JONES AND STAPLES decided that they wanted opera and contacted four classical vocalists that they had met some time ago. The four women: Toni Crowder, Lisa McNeil, Eleni Peyser and Winona Stanback, have never performed together as a quartet, but had appeared together in various opera companies.

“The Four Divas: Un Concerto Vittorioso" (A Victory Concert) is an evening of classical vocalists celebrating women’s struggles and triumphs in two acts with a 10-minute intermission.

Toni Crowder is a soprano and her recent performance of Mendelsshon duets with international soprano Lucy Shelton at the Fredericksburg Chamber Festival will soon be heard on National Public Radio’s “Performance Today.”

Another soprano, Lisa Marie McNeil, is a native Washingtonian who studied voice at Duke Ellington School of the Performing Arts and music and ballet at the University of Northern Iowa. She has worked with the Washington National Opera Studio, the Choral Arts Society of Washington and the Heritage Signature Chorale.

Eleni Sarris Peyser’s career includes concert appearances in Greece, Florida, Massachusetts, New York and the metropolitan Washington area. Her opera experience include performances as Sylviane; The Merry Widow, Mad Margaret; Ruddigore, Tatiana; Eugene Onegin, Laetitia; The Old Maid and the Thief, Monica; The Medium, and the Mother; Amahl and the Night Visitors. She is also a soprano.

Winona Stanback, lyric soprano, is a graduate of the University of Maryland with a degree in vocal performance. She is a creative and performing arts scholarship recipient and an Ulrich Competition winner.

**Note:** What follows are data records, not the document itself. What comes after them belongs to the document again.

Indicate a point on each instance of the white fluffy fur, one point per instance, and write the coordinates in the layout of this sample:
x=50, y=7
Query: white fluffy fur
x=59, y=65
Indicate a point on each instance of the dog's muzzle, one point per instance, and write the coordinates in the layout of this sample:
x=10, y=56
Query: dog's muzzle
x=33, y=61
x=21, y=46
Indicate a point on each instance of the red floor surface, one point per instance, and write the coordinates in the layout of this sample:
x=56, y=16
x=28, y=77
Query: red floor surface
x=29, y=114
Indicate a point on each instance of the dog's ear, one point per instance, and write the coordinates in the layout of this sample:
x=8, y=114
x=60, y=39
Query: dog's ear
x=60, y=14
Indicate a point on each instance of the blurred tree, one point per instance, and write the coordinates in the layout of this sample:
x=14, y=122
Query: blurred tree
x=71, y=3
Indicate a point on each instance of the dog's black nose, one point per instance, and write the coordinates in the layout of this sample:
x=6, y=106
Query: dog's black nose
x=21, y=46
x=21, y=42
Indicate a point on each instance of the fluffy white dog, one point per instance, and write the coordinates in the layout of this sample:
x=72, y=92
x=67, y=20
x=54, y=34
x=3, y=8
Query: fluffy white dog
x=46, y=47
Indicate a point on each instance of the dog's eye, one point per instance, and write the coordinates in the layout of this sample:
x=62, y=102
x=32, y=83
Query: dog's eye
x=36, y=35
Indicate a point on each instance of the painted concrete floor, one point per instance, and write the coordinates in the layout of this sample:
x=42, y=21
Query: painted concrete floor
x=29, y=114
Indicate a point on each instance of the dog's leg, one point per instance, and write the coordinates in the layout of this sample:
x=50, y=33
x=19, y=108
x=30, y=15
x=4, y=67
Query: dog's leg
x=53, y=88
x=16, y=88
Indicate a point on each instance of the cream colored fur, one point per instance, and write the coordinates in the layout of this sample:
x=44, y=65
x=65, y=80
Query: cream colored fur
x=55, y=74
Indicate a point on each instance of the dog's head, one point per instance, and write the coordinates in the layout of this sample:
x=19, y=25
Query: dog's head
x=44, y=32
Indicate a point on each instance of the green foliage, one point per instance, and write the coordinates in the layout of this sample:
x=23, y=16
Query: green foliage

ROUNDING OUT THE GROUP is Victoria Gau, who will serve as musical conductor for the performance. She is the former conductor and music director of the Richmond Philharmonic Orchestra and is known in the Washington D.C. area for her work as artistic director and music director/conductor of the Other Opera Company in Bethesda, Md., which she co-founded in 1992.

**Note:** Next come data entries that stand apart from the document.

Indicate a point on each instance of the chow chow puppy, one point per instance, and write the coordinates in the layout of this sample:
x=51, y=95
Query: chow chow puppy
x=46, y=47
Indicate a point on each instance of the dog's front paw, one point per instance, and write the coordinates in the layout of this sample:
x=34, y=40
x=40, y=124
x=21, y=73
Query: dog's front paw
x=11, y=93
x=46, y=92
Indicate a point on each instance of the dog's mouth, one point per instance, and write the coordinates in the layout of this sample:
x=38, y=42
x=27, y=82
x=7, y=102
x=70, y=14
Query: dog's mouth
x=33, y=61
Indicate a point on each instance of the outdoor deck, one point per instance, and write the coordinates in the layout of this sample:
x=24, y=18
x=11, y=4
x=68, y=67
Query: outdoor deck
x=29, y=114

Tondalayo Royster, who will be the Dancer of Hope, began her dance journey at the North East Academy of Dance, in Washington, D.C. Her interest in the dance world includes tap, modern dance, ballet, jazz, and West African dance.

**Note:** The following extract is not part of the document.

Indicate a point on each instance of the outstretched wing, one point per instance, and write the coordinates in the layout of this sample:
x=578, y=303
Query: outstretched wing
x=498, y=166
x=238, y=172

Susan Kidd, co-anchor of News4 at 5 p.m., will serve as the guest host. Jones had met Kidd about 12 years ago and was recently reconnected with her through a mutual friend. Jones thought she would be a good fit so she asked her to host.

“She is an advocate for women’s rights, so she was perfect,” Jones said.

Kidd is also the spokesperson for the station’s “Working 4 Children community outreach projects.” She has won three Emmy awards for special reports on children’s issues, as well as three Emmys for outstanding anchor. Kidd serves on the Board of the Washington Area Women’s foundation, a philanthropic organization dedicated to expanding resources and opportunities for women and girls in the Washington metropolitan area.

Jones and Staples are expecting a sold-out concert. There are 140 seats at the Lyceum and they are hoping to raise around $2,000 to donate to the domestic violence program.

“I was 17 then, but I’ve grown and am a lot stronger,” Jones said. “Once you’ve gone through something like this and survived, you need to talk about it.”